A quanto pare Mariastella Giorlandino aveva ragione; effettivamente all'epoca veniva pedinata. A confermarlo sono stati il pm Mario Dovinola ed il procuratore aggiunto Nello Rossi che questa mattina hanno ordinato l'arresto del fratello Claudio Giorlandino e del cognato Carlo De Martino con l'accusa di stalking. La pubblica accusa ha disposto anche gli arresti di altre quattro persone coinvolte nella vicenda: Antonio Mercuri (dipendente della Regione Lazio distaccato al Comune di Roma) e tre appartenenti alle forze dell'ordine, tra i quali Biagio Di Mauro (brigadiere dei carabinieri capo scorta del Presidente del Copasir).
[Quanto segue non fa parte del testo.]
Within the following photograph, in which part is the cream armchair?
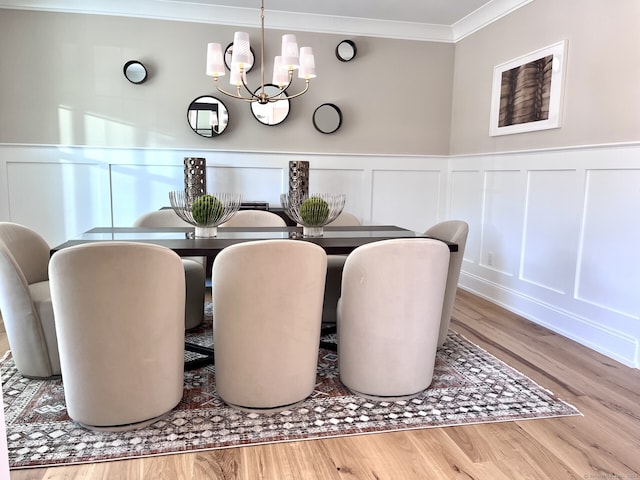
[133,208,207,330]
[49,242,185,430]
[338,238,449,400]
[212,239,327,411]
[0,222,60,378]
[425,220,469,347]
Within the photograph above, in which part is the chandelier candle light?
[207,0,316,105]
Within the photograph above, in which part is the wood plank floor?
[5,291,640,480]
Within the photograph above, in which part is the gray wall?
[451,0,640,154]
[0,10,454,155]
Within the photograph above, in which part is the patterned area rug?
[0,306,581,469]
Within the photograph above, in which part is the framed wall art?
[489,41,567,136]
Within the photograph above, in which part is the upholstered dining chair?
[322,211,361,325]
[133,208,207,330]
[49,242,185,431]
[425,220,469,348]
[212,239,327,412]
[338,238,449,400]
[220,210,287,227]
[0,222,60,378]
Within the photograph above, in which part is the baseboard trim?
[459,272,640,368]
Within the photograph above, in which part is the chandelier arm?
[278,78,311,100]
[238,75,264,100]
[216,79,256,102]
[258,0,265,95]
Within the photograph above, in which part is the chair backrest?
[0,222,59,377]
[338,239,449,397]
[212,240,327,410]
[220,210,287,227]
[0,222,50,285]
[425,220,469,347]
[133,208,193,227]
[327,211,362,227]
[49,242,185,427]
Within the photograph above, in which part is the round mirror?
[224,42,256,73]
[336,40,358,62]
[251,84,289,125]
[187,97,229,137]
[122,60,147,84]
[313,103,342,133]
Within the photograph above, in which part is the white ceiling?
[0,0,533,42]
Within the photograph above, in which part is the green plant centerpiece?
[191,194,224,226]
[169,191,242,238]
[280,193,346,237]
[300,197,329,227]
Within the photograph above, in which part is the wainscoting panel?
[576,169,640,316]
[480,170,524,277]
[520,170,582,295]
[205,166,289,206]
[371,170,443,232]
[0,144,640,368]
[447,144,640,368]
[447,170,483,268]
[310,168,369,223]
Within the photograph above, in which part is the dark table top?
[51,225,458,257]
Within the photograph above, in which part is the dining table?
[51,225,458,370]
[51,225,458,258]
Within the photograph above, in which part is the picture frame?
[489,40,567,136]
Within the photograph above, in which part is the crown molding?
[0,0,533,43]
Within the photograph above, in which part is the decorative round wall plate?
[122,60,148,85]
[187,96,229,137]
[313,103,342,133]
[336,40,358,62]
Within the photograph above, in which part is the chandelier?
[207,0,316,104]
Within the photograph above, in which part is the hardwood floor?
[5,291,640,480]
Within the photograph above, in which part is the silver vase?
[184,157,207,202]
[289,160,309,202]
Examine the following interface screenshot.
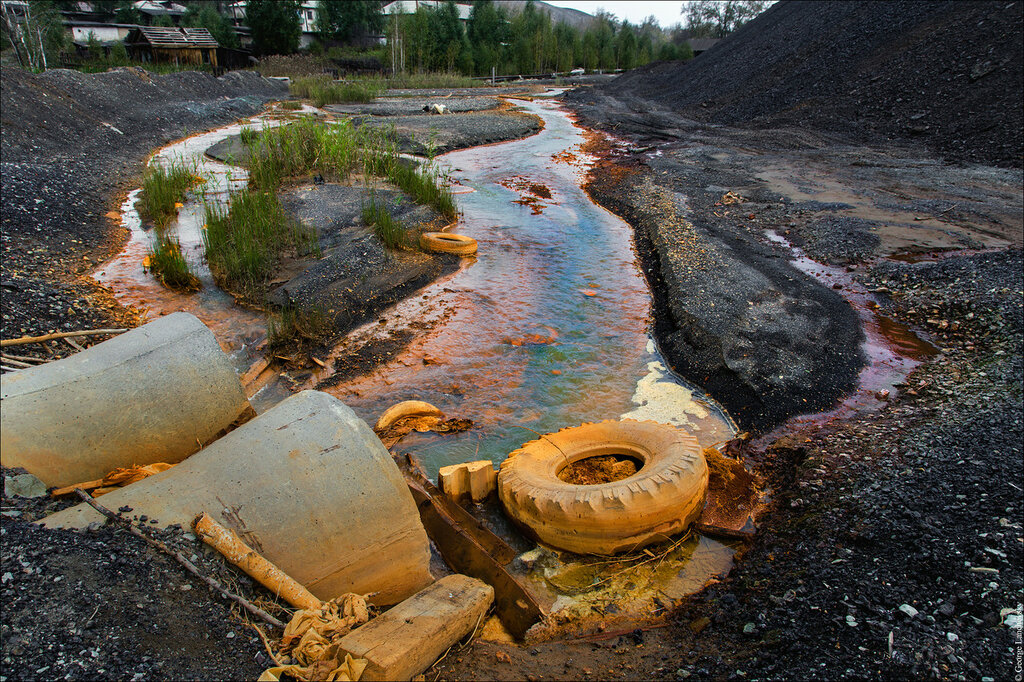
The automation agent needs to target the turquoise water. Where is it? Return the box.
[328,99,732,475]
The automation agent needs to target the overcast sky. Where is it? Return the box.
[547,0,683,29]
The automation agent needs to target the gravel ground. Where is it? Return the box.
[0,469,288,680]
[439,2,1024,680]
[0,68,286,680]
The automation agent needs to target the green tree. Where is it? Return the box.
[583,30,599,71]
[430,0,466,71]
[682,0,771,38]
[615,22,637,71]
[246,0,302,54]
[0,0,71,71]
[316,0,384,44]
[466,0,509,76]
[553,22,580,72]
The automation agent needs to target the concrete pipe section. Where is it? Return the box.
[0,312,253,486]
[42,391,433,604]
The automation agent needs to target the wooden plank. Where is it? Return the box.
[398,456,519,570]
[399,461,544,639]
[339,574,495,680]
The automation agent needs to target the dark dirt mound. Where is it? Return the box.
[574,0,1024,167]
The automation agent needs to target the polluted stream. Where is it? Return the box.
[97,98,735,635]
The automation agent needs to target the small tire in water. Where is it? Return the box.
[420,232,476,256]
[498,419,708,555]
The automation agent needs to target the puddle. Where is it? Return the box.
[93,112,315,369]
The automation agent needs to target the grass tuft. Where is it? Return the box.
[204,117,457,298]
[138,161,203,229]
[289,76,385,106]
[203,189,319,297]
[239,127,259,144]
[362,195,411,249]
[146,233,200,291]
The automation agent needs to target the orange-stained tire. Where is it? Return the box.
[420,232,476,256]
[374,400,444,433]
[498,419,708,555]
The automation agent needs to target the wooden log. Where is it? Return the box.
[338,574,495,680]
[77,489,285,630]
[398,456,544,639]
[0,329,128,347]
[437,460,498,502]
[193,512,322,609]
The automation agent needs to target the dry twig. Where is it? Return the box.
[75,488,285,630]
[0,329,128,348]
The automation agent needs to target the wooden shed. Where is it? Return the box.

Nell'ambito della stessa inchiesta risultano indagati anche due agenti della polizia penitenziaria, Pietro Pacillo e Fernando Mecchia, mentre è stato denunciato a piede libero un appuntato dei carabinieri, Antonio Cariello, in forza al nucleo operativo di Ostia.

Secondo la Procura, Claudio Giorlandino e gli altri indagati avrebbero messo in atto una serie di condotte reiterate nel tempo al fine di disturbare la vita di Mariastella Giorlandino e di suo marito. I coniugi avrebbero subito minacce, molestie, pedinamenti ed appostamenti dal novembre 2011, quando venne sottoscritto l'accordo sull'utilizzo del logo Artemisia e sulla gestione dei laboratori d'analisi della società.